Teach ShmEventLoop how to validate some multithreading use cases

This helps catch bugs in callers who do these limited kinds of
multithreading.

Change-Id: Ie04790b2c46f0401430ed4c18a2d10845329623b
Signed-off-by: Austin Schuh <austin.schuh@bluerivertech.com>
diff --git a/aos/events/event_loop.h b/aos/events/event_loop.h
index d23314e..7cb6a5a 100644
--- a/aos/events/event_loop.h
+++ b/aos/events/event_loop.h
@@ -7,6 +7,7 @@
 #include <string>
 #include <string_view>
 
+#include "absl/container/btree_set.h"
 #include "aos/configuration.h"
 #include "aos/configuration_generated.h"
 #include "aos/events/channel_preallocated_allocator.h"
@@ -20,8 +21,6 @@
 #include "aos/time/time.h"
 #include "aos/util/phased_loop.h"
 #include "aos/uuid.h"
-
-#include "absl/container/btree_set.h"
 #include "flatbuffers/flatbuffers.h"
 #include "glog/logging.h"
 
@@ -115,6 +114,7 @@
 
  protected:
   EventLoop *event_loop() { return event_loop_; }
+  const EventLoop *event_loop() const { return event_loop_; }
 
   Context context_;
 
@@ -190,6 +190,7 @@
 
  protected:
   EventLoop *event_loop() { return event_loop_; }
+  const EventLoop *event_loop() const { return event_loop_; }
 
   monotonic_clock::time_point monotonic_sent_time_ = monotonic_clock::min_time;
   realtime_clock::time_point realtime_sent_time_ = realtime_clock::min_time;
@@ -473,8 +474,13 @@
   Ftrace ftrace_;
 };
 
+// Note, it is supported to create only:
+//   multiple fetchers, and (one sender or one watcher) per <name, type>
+//   tuple.
 class EventLoop {
  public:
+  // Holds configuration by reference for the lifetime of this object. It may
+  // never be mutated externally in any way.
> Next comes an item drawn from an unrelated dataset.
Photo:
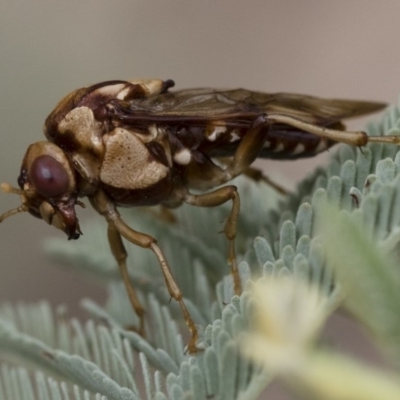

   EventLoop(const Configuration *configuration);
 
   virtual ~EventLoop();
@@ -495,10 +501,6 @@
     return GetChannel<T>(channel_name) != nullptr;
   }
 
-  // Note, it is supported to create:
-  //   multiple fetchers, and (one sender or one watcher) per <name, type>
-  //   tuple.
-
   // Makes a class that will always fetch the most recent value
   // sent to the provided channel.
   template <typename T>
@@ -596,7 +598,7 @@
 
   // TODO(austin): OnExit for cleanup.
 
-  // Threadsafe.
+  // May be safely called from any thread.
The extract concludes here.